So where to start? Firstly, decide on and clarify what you want from being active. The key is to make your goals individual and personal. It could be to just to get a little fitter, meet some new friends and reduce stress levels. The great part is that one small change such as going to a fitness class, joining a sports team or even signing up for a running club could be that first step to achieving your goals. Carefully consider your preferences, such as being indoors or outdoors, alone or in a team, trying something new or developing a skill set you already have. This will make your new routine far easier to stick to. Think outside the box and remember that all movement is exercise. Envision your progress in 6 months. Make time, be practical and create a routine that really works for you. Start slowly, all progress is progress and remember you are one step closer towards achieving your goals. Perhaps most importantly, enjoy yourself and your mental and physical health will start taking care of itself. Further information can be found here:

Not only will incorporating exercise into your routine help mentally but it will obviously change your physical appearance, whether that be losing fat or toning up and building muscle mass, after 6 months you will physically see the benefits.

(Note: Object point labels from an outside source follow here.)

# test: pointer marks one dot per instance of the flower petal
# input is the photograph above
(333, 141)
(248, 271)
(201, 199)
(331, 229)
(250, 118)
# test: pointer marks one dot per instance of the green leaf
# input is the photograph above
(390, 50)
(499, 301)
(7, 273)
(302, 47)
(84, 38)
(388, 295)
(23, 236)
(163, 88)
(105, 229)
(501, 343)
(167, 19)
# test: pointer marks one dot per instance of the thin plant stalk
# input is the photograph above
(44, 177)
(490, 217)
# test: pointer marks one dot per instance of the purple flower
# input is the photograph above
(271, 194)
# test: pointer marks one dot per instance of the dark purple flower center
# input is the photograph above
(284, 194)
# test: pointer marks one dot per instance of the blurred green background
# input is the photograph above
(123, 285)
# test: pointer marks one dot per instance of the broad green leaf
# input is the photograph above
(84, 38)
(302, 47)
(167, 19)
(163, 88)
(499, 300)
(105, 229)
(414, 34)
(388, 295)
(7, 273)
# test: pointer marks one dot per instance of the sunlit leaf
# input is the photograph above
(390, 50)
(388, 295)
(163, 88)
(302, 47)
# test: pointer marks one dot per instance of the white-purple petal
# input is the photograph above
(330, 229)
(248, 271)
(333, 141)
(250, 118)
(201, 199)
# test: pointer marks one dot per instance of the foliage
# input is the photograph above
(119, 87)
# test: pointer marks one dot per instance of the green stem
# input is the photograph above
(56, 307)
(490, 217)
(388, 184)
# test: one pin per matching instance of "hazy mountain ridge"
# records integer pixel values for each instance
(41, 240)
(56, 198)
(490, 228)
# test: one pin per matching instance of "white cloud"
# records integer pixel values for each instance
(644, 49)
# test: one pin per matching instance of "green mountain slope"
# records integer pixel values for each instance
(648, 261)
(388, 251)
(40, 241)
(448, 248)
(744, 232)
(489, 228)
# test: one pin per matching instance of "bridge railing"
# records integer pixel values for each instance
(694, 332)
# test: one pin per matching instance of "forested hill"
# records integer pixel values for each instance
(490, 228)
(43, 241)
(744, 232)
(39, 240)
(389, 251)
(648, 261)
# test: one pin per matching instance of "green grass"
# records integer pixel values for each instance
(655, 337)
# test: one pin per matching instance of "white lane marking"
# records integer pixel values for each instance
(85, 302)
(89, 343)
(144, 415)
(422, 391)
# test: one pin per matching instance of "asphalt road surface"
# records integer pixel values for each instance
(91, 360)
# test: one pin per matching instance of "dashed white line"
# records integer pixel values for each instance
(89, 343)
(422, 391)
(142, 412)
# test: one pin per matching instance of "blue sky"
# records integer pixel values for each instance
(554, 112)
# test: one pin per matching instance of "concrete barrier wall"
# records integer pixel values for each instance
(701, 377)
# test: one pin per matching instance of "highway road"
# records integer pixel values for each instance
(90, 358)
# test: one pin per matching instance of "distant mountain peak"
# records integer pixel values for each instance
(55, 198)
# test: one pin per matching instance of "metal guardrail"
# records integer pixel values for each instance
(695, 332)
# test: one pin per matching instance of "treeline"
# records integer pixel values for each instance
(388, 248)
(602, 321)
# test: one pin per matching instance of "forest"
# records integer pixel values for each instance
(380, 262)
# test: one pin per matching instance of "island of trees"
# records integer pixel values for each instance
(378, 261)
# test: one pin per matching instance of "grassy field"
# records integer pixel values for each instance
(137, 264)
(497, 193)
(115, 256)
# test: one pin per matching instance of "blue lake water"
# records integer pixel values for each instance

Moreover, this will help your overall health in regards to being fitter, strengthen your immune system and having healthier organs. If nutrition was incorporated into this, you could most certainty reap the benefits. This will enhance everything mentioned so far and allow your body to be pushed further and you could achieve amazing results. Good nutrition provides more than energy, structural components, vitamins and minerals. It will allow the exercise to become easier and more natural as your body will be sustaining itself from the right nutrients. Even the slightest changes to one’s diet such as substituting food for a healthier version can make a difference, alongside eating the right amount of each food group with each meal. A visual representation of the correct balance is shown below. Both nutrition and exercise combined will have a life changing effect on one’s mental and physical wellbeing.